R/est.mean.2g.R
In metaquant: Estimating Means, Standard Deviations and Visualising Distributions using Quantiles

Documented in est.mean.2g

#' Estimating Sample Means of Two Groups using Quantiles 
#'
#' @description
#' This function estimates the sample means from a two group study presenting quantile summary measures with the sample size (\eqn{n}). 

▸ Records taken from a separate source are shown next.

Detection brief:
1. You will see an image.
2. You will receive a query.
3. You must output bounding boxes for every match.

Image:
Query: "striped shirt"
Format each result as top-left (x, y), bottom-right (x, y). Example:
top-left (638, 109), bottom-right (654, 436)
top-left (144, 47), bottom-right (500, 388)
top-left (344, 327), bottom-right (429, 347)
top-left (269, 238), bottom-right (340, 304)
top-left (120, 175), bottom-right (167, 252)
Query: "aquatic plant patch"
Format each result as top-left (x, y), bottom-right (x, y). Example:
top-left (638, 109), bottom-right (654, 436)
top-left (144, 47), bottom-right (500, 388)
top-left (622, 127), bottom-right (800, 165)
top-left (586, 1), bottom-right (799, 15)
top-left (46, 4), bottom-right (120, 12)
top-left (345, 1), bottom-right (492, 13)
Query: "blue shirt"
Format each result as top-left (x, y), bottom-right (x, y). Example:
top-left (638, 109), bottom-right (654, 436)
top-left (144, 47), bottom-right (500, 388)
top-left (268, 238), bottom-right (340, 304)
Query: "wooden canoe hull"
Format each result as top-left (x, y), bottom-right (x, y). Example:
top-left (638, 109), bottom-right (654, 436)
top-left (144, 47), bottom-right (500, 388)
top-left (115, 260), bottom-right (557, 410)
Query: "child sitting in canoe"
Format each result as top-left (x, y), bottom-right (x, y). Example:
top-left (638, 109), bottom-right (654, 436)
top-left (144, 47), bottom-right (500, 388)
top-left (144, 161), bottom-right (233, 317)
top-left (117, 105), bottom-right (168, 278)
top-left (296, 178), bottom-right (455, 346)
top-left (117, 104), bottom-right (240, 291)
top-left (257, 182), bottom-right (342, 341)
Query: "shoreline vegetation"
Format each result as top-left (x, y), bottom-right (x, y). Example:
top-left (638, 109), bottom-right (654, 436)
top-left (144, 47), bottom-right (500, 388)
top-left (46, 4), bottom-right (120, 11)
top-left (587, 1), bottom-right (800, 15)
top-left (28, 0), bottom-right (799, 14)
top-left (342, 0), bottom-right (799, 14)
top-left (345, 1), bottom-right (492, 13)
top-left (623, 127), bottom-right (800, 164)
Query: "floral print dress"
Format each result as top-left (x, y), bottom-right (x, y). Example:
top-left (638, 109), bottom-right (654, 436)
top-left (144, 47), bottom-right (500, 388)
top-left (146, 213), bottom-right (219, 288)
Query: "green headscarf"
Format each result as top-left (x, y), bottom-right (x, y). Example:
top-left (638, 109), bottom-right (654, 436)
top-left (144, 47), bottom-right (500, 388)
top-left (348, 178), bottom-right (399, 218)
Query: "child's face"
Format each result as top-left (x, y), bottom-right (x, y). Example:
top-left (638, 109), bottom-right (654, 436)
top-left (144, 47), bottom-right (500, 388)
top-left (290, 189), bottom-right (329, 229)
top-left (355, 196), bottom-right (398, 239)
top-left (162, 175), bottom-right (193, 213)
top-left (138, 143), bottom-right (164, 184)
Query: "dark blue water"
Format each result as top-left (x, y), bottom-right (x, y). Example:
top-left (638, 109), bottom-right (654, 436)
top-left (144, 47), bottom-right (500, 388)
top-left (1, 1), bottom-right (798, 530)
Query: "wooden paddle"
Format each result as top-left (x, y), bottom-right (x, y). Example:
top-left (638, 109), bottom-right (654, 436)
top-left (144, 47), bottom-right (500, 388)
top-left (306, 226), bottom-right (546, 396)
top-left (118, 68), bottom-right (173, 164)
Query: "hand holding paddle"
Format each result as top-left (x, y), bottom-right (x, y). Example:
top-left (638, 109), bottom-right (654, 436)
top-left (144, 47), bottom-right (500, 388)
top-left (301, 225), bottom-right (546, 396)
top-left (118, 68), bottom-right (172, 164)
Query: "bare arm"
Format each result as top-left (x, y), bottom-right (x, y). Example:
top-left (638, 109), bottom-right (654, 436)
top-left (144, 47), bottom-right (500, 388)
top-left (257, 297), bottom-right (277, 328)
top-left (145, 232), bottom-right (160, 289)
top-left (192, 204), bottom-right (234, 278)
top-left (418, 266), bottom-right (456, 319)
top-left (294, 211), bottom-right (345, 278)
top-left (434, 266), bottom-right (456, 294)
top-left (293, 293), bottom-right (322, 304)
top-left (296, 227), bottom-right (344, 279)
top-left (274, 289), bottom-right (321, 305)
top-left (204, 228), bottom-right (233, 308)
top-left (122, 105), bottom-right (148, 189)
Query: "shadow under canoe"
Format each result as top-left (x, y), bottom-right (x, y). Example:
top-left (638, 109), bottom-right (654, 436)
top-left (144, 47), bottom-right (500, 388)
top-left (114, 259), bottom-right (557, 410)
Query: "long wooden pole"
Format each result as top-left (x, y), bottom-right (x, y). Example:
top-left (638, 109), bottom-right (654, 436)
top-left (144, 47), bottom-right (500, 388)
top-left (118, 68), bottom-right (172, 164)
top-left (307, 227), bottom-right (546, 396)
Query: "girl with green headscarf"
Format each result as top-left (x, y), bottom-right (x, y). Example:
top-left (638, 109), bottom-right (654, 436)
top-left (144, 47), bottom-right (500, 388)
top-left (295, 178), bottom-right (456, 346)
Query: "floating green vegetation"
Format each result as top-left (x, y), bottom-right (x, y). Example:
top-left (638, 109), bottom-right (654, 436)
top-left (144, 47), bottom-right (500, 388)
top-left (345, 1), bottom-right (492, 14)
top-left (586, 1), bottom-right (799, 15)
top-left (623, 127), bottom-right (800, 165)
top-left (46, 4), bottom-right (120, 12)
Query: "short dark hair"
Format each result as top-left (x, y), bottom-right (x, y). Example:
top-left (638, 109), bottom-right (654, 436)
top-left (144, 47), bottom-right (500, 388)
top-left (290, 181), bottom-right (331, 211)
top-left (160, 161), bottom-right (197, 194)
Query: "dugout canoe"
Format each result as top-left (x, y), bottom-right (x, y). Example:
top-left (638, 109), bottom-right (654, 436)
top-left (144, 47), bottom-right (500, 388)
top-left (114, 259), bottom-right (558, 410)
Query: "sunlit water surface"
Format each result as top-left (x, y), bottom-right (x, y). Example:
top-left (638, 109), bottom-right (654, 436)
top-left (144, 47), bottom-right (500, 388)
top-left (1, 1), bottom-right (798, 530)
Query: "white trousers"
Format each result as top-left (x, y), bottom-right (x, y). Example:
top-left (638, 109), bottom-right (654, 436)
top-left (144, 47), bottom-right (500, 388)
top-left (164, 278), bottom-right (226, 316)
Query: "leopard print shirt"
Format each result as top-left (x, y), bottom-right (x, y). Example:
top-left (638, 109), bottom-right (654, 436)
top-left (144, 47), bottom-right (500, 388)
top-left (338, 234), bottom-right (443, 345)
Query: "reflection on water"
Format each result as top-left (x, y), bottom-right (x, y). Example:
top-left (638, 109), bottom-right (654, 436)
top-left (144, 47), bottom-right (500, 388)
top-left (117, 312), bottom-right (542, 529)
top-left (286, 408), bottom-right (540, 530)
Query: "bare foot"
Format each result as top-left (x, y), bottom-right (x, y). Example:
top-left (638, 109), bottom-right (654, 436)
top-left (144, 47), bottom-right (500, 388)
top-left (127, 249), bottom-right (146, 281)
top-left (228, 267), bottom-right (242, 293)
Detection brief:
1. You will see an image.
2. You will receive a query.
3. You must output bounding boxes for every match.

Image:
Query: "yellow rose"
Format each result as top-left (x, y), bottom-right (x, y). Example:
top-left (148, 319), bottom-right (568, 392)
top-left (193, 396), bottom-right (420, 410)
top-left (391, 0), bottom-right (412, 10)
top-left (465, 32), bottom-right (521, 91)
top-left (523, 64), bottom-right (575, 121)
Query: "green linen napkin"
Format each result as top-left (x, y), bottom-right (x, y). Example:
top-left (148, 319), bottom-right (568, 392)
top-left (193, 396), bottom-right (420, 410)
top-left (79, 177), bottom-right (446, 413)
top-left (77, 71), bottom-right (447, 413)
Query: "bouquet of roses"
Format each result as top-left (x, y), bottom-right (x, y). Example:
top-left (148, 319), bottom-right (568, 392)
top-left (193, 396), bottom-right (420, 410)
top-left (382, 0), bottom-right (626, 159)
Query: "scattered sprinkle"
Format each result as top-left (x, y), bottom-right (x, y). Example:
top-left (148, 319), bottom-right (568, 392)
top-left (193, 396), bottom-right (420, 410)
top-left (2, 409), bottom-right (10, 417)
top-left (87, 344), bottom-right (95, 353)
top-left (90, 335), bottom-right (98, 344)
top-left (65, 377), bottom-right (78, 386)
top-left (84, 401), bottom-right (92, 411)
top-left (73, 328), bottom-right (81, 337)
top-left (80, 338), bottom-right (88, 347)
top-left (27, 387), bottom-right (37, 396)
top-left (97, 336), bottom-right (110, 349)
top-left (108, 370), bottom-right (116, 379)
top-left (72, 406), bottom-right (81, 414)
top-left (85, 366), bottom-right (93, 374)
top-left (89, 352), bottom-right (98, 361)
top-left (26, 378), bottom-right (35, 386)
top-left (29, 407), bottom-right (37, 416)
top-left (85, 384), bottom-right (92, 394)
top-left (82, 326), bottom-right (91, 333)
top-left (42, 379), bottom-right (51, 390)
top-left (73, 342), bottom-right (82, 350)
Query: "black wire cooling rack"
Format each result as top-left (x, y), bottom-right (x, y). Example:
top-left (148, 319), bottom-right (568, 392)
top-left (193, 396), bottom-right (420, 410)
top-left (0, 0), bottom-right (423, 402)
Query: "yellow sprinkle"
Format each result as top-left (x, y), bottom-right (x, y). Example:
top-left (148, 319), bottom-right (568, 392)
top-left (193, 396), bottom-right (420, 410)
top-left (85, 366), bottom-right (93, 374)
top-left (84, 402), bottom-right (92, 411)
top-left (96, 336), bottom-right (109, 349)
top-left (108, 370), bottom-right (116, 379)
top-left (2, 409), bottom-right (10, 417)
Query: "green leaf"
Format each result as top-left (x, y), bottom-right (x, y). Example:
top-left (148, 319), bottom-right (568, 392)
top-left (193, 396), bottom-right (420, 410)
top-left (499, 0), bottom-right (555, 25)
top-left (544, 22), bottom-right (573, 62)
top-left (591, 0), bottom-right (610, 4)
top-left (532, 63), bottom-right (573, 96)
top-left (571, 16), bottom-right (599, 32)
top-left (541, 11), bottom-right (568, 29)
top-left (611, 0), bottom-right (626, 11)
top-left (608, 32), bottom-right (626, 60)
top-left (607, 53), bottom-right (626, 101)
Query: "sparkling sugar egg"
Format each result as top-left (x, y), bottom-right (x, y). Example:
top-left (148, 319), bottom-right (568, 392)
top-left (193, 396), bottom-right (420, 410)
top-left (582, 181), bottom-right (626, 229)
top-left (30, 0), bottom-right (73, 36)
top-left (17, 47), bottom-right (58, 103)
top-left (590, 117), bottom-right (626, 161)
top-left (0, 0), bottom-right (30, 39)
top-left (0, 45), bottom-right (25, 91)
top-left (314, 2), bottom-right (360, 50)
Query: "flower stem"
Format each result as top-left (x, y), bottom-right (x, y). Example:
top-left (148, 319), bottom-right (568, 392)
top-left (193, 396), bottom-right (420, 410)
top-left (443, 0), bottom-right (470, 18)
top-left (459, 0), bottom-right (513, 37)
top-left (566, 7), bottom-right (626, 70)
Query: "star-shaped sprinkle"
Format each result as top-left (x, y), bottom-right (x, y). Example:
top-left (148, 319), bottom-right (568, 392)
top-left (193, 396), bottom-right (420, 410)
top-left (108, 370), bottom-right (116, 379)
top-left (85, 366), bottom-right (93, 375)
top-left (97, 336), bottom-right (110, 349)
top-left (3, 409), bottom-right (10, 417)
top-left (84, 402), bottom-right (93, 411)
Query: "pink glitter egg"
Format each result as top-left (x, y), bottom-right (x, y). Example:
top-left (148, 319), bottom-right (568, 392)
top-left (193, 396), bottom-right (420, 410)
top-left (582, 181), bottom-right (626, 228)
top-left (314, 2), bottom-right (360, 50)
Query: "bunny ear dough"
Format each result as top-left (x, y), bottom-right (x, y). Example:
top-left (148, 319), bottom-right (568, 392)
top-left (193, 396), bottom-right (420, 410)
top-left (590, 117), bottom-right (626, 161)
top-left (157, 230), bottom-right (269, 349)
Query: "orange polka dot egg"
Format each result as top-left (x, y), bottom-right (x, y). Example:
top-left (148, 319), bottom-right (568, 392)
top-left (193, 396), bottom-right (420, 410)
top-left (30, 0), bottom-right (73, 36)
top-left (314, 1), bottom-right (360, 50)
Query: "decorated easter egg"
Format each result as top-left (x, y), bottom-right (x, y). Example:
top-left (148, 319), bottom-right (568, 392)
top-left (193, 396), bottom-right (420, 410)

#' The quantile summaries of each group can fall into one of the following categories:
#' \itemize{
#'   \item \eqn{S_1}: \{ minimum, median, maximum \} 
#'   \item \eqn{S_2}: \{ first quartile, median, third quartile \}
#'   \item \eqn{S_3}: \{ minimum, first quartile, median, third quartile, maximum \}
#' }
#'
#' The \code{est.mean.2g} function uses a novel quantile-based distribution methods for estimating sample mean for two groups such as 'Treatment' and 'Control' (De Livera et al., 2024). 
#' The method is based on the following quantile-based distributions for 
#' estimating sample means:
#' \itemize{
#'   \item Generalized Lambda Distribution (GLD) for estimating sample means using 
#'         5-number summaries (\eqn{S_3}).
#'   \item Skew Logistic Distribution (SLD) for estimating sample means using 
#'         3-number summaries (\eqn{S_1} and \eqn{S_2}).
#' }
#' 
#' @usage
#' est.mean.2g(
#'    min.g1 = NULL, 
#'    q1.g1 = NULL, 
#'    med.g1 = NULL, 
#'    q3.g1 = NULL, 
#'    max.g1 = NULL,
#'    min.g2 = NULL, 
#'    q1.g2 = NULL, 
#'    med.g2 = NULL, 
#'    q3.g2 = NULL, 
#'    max.g2 = NULL,
#'    n.g1, 
#'    n.g2, 
#'    opt = TRUE
#' )
#'
#' @param min.g1 numeric value representing the sample minimum of group 1.
#' @param q1.g1 numeric value representing the first quartile of group 1.
#' @param med.g1 numeric value representing the median of group 1.
#' @param q3.g1 numeric value representing the third quartile of group 1.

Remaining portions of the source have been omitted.